I don’t know which supermarket BMA bigwigs shop in, but when I go into a supermarket my problem is choice, not lack of it. Alongside normal coke I am offered Diet Coke [No sugar] “Coca Cola Zero” [No sugar] “Coca Cola Life” [Lower calorie sweetened using natural sources].. oh and “Caffeine Free” [also “lower calorie”]… and all with calorie content clearly shown on the tin.. if I care to look. I can also buy in a range of sizes from 150ml mini-cans, all the way up to 1.75 litre bottles, if I wish to limit portion size at any point.
And just in case that is not enough for you Coca Cola has, since 2012, reduced the average calories per litre in its sparkling drinks by 5.3% ; reduced the calorie and sugar content of Sprite, Dr Pepper, Fanta Fruit Twist and Glaceau Vitaminwater by more than 30% ; and increased its marketing budget in zero calorie colas by 52%. All as part of its “responsibility deal” with Government. I can also go to the Coca Cola calorie counter, where I see what exercise I can do to work of the calories in one can (11 minutes of squash or 32 minutes of pilates, (or if you prefer 19 minutes of stair climbing or 70 minutes of ironing) to work off 139 calorie can of normal Coca Cola.
Where is the praise from the BMA about how much has been achieved? How much of that would have been achieved if Government had opted to demonise the industry rather than working with it?
Moving away from all things fizzy, how much more could be achieved if this Government-industry relationship was extended to e-cigs and tobacco?
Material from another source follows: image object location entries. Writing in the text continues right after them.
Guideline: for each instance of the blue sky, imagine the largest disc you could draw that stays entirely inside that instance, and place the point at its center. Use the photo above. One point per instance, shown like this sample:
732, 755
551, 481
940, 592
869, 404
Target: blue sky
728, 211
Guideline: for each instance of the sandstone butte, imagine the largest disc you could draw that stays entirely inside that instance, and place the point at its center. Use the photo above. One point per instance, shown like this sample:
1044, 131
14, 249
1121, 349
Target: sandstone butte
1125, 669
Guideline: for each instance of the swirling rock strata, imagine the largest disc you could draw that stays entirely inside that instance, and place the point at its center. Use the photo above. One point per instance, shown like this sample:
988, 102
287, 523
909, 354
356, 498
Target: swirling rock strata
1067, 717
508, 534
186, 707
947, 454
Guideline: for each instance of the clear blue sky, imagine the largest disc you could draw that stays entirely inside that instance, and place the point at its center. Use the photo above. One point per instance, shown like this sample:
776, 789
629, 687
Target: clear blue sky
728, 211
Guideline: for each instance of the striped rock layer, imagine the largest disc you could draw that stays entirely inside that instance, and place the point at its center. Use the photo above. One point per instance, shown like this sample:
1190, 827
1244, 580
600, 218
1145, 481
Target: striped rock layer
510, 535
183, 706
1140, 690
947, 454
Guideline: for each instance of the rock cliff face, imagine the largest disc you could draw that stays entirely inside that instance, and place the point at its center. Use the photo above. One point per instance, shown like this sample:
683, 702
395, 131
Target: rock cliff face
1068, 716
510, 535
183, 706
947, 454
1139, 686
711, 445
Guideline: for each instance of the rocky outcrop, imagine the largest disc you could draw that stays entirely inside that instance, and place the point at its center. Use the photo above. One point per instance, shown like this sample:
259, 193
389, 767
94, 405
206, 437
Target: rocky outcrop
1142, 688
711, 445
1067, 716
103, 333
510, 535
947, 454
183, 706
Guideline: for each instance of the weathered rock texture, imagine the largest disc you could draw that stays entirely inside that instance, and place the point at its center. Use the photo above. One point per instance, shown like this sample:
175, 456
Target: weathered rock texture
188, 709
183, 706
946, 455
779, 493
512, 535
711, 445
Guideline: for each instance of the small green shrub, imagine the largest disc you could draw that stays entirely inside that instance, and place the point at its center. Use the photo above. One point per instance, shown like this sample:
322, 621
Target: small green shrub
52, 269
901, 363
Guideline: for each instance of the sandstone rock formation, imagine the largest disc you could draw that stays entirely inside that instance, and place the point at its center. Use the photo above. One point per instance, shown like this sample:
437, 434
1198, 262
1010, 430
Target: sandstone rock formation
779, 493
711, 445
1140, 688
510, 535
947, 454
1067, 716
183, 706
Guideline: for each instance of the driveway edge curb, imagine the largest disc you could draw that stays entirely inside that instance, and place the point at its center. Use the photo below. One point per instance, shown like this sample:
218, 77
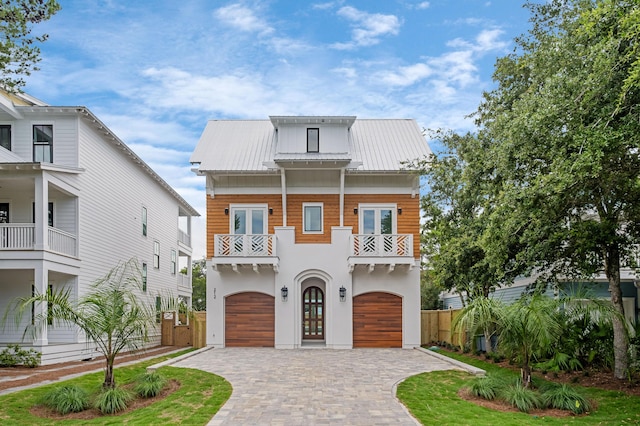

Think of the public health advances that could be achieved if Government worked with the tobacco industry on reduced risk products [such as PMI’s “heat not burn” products] rather than absurdly excluding them from an increasing number of conversations?
It is time for doctors to take back the BMA, sacking the self-serving fat cats at the top of this body, banging on like an old record about taxes and bans and little else. Surely they can see that the BMA is a fast-fossilizing dinosaur, desperately determined to remove all voices from the health debate except its own, regardless of the consequences. If they can’t see it, or won’t do anything about it, then public health is truly not safe in their hands.